Andrew Jefferson, the Chief of Information Technology of a leading data analytics and research firm, had been facing a lot of issues at work recently. His job was to maintain a continuous data flow into the company’s database for evaluation and analysis, while maintaining the servers of the company, so there is no obstruction in functioning of the firm. It was a golden time when the only problem he had to deal with was proper data structuring, back when the internet was still a new entity and not many ecommerce sites existed, and best of all, few unwanted ads, products or content disturbed his database building exercise. However in the last couple of years, data had become unmanageable for him and his growing team, and every day, they would face a fresh set of problems like server failure, structural clashes of data and above all the unwanted noise they received with each feed of data crawled.
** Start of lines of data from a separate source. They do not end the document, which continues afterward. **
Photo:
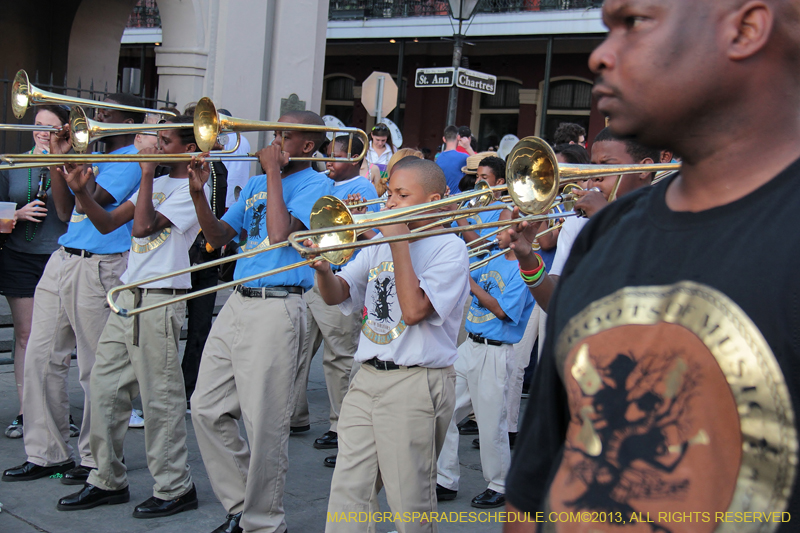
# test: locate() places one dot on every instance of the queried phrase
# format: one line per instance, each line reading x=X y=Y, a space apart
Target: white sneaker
x=136 y=421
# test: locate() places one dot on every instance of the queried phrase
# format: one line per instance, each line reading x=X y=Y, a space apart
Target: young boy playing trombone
x=395 y=414
x=140 y=354
x=250 y=359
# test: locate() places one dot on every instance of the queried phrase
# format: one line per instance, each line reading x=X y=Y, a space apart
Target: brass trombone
x=25 y=94
x=334 y=229
x=368 y=220
x=209 y=124
x=84 y=131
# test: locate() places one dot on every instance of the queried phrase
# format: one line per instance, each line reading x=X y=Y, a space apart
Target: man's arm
x=104 y=221
x=216 y=232
x=487 y=300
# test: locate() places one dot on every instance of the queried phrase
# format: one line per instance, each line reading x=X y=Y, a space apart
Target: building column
x=528 y=112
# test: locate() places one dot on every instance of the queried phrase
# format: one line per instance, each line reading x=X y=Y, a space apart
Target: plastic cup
x=7 y=210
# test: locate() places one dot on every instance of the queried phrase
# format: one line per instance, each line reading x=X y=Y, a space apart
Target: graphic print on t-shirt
x=257 y=231
x=384 y=321
x=141 y=245
x=676 y=403
x=492 y=282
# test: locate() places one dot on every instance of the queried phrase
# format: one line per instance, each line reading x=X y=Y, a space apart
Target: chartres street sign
x=434 y=77
x=476 y=81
With the increasing business of the firm, the demand of structured, clean data was at an all-time high. Andrew knew, it was time to seek help outside the team to manage the functions at the firm properly.
How did PromptCloud Help?
PromptCloud helped include a data layer into their current set-up that would allow continuous free flowing feeds free of “noise” so that the team could only focus on interesting approaches to analytics
A crawler was set up that could extract product prices and specifications only for predefined categories in an automated manner on a daily basis.
Based on the schema provided by client, the final data was delivered in an XML format via the Data API on a daily basis without any manual intervention from either side.
Each record within a dataset had all details i.e. product name, product price, availability status, short and long descriptions, all image URL’s, SKU, dimensions, category, brand, source and the source URL from where it was fetched.